AMD's next GPU uarch is called "Polaris"

raghu78 · Jan 9, 2016

DeathReborn said:
I think it'll probably be a 1536 shader part, maybe cut down to 1408 for the demo/yield purposes. With GCN AMD nearly always needs more shaders vs the competition to compensate for the clock speed amongst other things, I can't really see that changing with Polaris.

I think the 110 sq mm die is most likely a 1024 sp part. A true next gen successor to the original HD 7770 (Cape Verde). AMD is trying to improve perf/sp as thats the key to being competitive against Nvidia Pascal. AMD realizes that there is a lot of room for shader efficiency improvement and thats why they have tackled it in Polaris. If AMD's perf/sp can get as close to possible to Nvidia's perf/cc then we have a good contest. I am looking forward to the products from both camps. It will be an interesting year. But Nvidia has a massive advantage as they have tremendous market share and mindshare. AMD's failures to compete during the Maxwell generation hurt its marketshare and brand badly. Pascal will be improving on the impressive Maxwell architecture. So AMD faces an uphill task.

Techhog · Jan 9, 2016

raghu78 said:
I think the 110 sq mm die is most likely a 1024 sp part. A true next gen successor to the original HD 7770 (Cape Verde). AMD is trying to improve perf/sp as thats the key to being competitive against Nvidia Pascal. AMD realizes that there is a lot of room for shader efficiency improvement and thats why they have tackled it in Polaris. If AMD's perf/sp can get as close to possible to Nvidia's perf/cc then we have a good contest. I am looking forward to the products from both camps. It will be an interesting year. But Nvidia has a massive advantage as they have tremendous market share and mindshare. AMD's failures to compete during the Maxwell generation hurt its marketshare and brand badly. Pascal will be improving on the impressive Maxwell architecture. So AMD faces an uphill task.

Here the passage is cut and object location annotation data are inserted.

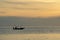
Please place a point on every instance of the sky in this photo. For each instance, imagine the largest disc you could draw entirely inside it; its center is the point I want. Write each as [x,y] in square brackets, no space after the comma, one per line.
[30,8]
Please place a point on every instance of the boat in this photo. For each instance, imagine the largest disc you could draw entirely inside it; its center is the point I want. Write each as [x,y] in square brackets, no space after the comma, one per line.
[18,28]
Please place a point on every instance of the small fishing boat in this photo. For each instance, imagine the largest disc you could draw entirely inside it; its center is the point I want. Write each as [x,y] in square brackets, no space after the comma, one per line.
[18,28]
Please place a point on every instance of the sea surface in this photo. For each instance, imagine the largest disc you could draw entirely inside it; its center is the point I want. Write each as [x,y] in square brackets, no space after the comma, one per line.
[30,33]
[29,29]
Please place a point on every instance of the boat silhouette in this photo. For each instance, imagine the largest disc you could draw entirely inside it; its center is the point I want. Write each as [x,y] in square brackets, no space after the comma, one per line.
[18,28]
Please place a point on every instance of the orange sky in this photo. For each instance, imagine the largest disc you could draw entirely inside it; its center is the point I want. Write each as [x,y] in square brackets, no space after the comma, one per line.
[31,8]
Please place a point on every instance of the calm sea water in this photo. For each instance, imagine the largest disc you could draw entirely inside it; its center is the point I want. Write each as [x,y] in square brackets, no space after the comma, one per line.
[30,29]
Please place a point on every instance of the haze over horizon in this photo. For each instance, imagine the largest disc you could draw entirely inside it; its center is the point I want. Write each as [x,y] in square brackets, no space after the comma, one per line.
[30,8]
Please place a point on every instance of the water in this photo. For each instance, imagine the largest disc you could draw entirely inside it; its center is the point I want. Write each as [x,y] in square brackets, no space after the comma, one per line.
[30,29]
[30,33]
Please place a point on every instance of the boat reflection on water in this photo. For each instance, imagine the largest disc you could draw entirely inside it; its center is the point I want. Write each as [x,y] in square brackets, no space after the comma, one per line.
[18,28]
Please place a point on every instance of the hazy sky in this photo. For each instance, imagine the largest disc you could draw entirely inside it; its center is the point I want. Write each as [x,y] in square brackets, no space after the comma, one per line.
[30,8]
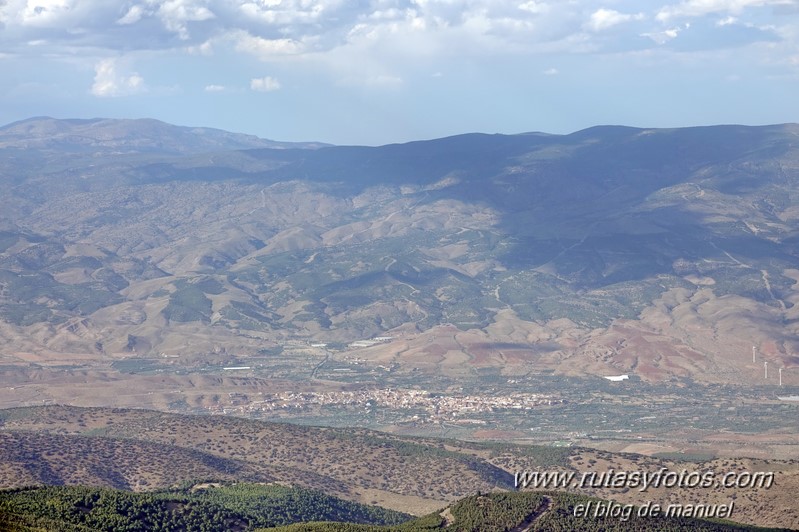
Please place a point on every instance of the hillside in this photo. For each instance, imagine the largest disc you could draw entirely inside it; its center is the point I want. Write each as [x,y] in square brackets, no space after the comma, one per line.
[249,507]
[144,451]
[477,287]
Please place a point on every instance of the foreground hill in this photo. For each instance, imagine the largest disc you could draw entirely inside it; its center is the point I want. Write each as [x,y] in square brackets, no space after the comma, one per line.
[201,507]
[144,450]
[247,507]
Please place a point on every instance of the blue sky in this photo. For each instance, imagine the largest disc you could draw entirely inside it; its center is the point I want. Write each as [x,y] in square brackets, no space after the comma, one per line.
[380,71]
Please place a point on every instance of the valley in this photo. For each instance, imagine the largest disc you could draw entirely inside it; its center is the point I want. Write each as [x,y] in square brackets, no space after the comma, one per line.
[478,289]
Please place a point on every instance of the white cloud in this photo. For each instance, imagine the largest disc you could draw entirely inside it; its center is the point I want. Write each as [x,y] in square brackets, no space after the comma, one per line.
[662,37]
[267,84]
[45,13]
[133,15]
[602,19]
[108,82]
[265,48]
[698,8]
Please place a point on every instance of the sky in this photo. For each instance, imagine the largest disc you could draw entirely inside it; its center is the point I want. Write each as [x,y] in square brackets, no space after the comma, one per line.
[374,72]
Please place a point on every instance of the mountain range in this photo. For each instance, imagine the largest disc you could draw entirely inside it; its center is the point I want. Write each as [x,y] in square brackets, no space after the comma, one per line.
[665,252]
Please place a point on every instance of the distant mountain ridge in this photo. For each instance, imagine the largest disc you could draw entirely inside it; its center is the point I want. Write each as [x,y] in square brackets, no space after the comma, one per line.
[342,243]
[129,136]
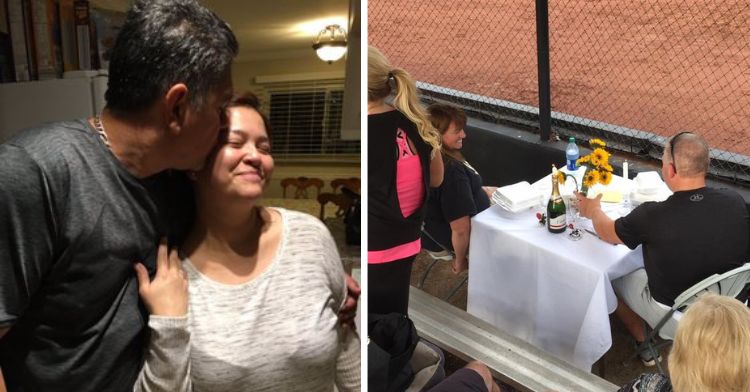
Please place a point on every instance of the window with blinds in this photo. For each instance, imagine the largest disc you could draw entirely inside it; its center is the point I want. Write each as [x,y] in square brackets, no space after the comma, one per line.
[306,119]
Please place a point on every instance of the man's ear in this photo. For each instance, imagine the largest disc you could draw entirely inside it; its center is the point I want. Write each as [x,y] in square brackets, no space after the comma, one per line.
[175,107]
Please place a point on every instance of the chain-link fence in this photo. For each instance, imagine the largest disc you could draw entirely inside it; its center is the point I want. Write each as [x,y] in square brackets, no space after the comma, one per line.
[632,72]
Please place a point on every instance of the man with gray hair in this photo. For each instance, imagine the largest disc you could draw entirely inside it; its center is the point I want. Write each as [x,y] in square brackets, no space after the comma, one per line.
[680,239]
[81,201]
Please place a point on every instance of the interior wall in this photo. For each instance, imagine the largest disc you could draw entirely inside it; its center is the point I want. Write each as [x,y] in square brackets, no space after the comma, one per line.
[243,76]
[244,73]
[326,171]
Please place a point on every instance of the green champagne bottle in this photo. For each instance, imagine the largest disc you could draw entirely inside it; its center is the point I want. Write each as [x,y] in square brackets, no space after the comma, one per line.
[555,207]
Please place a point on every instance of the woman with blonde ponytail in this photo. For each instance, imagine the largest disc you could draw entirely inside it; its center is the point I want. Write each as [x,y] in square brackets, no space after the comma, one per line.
[403,162]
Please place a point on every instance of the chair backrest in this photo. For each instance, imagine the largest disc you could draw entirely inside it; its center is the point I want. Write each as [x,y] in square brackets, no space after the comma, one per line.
[353,183]
[301,184]
[730,283]
[342,201]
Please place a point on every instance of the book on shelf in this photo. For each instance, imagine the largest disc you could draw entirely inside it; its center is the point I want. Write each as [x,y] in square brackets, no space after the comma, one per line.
[7,72]
[68,44]
[84,41]
[47,39]
[107,24]
[18,40]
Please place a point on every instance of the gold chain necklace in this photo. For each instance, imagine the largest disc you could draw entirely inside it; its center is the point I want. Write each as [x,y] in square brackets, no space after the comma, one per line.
[100,130]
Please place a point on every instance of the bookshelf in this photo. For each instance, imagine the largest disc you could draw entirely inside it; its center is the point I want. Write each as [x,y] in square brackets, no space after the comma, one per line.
[41,39]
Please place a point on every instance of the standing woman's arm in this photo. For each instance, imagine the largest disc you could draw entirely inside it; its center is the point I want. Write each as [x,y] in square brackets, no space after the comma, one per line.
[436,169]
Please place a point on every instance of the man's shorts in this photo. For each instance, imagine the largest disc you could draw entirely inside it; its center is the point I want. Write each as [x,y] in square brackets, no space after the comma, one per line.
[633,290]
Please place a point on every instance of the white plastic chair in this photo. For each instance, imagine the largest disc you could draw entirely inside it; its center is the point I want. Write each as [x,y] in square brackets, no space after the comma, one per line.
[731,283]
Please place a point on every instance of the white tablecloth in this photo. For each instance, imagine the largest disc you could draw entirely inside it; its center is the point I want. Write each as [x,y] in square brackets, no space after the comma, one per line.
[544,288]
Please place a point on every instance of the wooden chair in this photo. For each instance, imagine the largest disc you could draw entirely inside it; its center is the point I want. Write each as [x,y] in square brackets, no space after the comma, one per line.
[301,184]
[341,200]
[353,183]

This isn't a major revision, though. I don't think that much will change in that area.

raghu78 · Jan 9, 2016

Techhog said:
This isn't a major revision, though. I don't think that much will change in that area.

Since AMD specifically mention improved shader efficiency we have to wait and see how much has improved. If AMD wants Polaris to compete with Nvidia Pascal then the most important area of improvement needs to be perf/sp which will directly affect perf/watt and perf/sq mm. GCN has to improve efficiency in a big way to stand a chance of competing.

http://www.pcper.com/reviews/Graphi...hnologies-Group-Previews-Polaris-Architecture

"How is Polaris able to achieve these types of improvements? It comes from a combination of architectural changes and process technology changes. Even RTG staff were willing to admit that the move to 14nm FinFET process tech was the majority factor for the improvement we are seeing here, something on the order of a 70/30 split. "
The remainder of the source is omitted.